Subconjunctival Gentamicin Can Cause Macular Necrosis
Subconjunctival gentamicin toxicity most likely mechanism for macular necrosis in 65-year-old
THURSDAY, Oct. 27, 2016 (HealthDay News) -- Subconjunctival gentamicin can cause macular necrosis in the eye, according to a letter to the editor published online Oct. 20 in Clinical & Experimental Ophthalmology.
Rachael C. Heath Jeffery, from the Australian National University in Canberra, and colleagues describe a 65-year-old male with no previous ocular history who was referred for management of a left macula-on rhegmatogenous retinal detachment. The patient underwent uncomplicated left 25-guage vitrectomy with retinotomy. The patient had an allergy to penicillin; ropivacaine was given at the start of the procedure, and dexamethasone and gentamicin sulfate were given at the end of the procedure.
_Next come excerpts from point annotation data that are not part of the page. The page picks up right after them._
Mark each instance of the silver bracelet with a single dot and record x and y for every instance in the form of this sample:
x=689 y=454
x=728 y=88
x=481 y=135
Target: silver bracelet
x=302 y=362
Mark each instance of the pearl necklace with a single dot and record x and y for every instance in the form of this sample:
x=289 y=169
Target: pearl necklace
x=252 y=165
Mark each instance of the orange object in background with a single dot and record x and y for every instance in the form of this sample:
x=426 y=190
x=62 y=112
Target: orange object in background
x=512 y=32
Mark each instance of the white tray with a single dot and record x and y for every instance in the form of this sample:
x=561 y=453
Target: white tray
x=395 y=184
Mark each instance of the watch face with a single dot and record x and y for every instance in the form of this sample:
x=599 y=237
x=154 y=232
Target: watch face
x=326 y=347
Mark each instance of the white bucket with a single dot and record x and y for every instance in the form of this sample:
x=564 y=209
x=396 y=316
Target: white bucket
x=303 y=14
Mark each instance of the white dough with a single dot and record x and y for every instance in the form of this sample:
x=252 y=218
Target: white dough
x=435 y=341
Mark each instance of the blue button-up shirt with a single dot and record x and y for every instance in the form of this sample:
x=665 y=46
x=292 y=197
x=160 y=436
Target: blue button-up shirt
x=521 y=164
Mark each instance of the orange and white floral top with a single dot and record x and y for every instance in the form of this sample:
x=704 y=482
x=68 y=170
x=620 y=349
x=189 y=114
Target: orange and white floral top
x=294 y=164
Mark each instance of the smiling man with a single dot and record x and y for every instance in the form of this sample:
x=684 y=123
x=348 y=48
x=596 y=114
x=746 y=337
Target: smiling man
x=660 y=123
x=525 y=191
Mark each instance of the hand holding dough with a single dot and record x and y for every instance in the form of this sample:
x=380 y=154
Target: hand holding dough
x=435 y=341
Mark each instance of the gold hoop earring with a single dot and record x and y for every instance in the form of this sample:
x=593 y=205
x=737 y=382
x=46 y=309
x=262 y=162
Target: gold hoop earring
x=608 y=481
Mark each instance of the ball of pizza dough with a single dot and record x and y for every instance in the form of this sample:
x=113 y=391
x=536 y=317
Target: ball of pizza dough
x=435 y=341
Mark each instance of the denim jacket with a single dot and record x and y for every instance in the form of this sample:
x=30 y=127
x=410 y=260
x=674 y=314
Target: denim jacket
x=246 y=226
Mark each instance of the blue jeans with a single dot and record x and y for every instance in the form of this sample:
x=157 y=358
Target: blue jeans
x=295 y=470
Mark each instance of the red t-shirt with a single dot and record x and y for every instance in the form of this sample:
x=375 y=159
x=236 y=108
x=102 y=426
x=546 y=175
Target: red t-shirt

The researchers note that at postoperative day one, there was 80 to 90 percent gas fill and an attached retina. On postoperative day 14, the gas bubble had reduced to 30 percent but visual acuity was counting fingers only in the left eye. Dilated fundal examination showed retinal pallor throughout the macula, a posterior pole retinal detachment, and three large irregularly shaped full thickness holes within the macula. The patient required repeat vitrectomy surgery; no peripheral retinal breaks were identified at revision surgery. The macular tissue was too necrotic for inner limiting membrane peel; following drainage of sub-retinal fluid, an oil tamponade was used. The holes failed to close.
"The most likely mechanism for the macular necrosis in this eye is toxicity from subconjunctival gentamicin, which entered the gas-filled vitreous cavity through an unsutured 25-gauge sclerotomy," the authors write.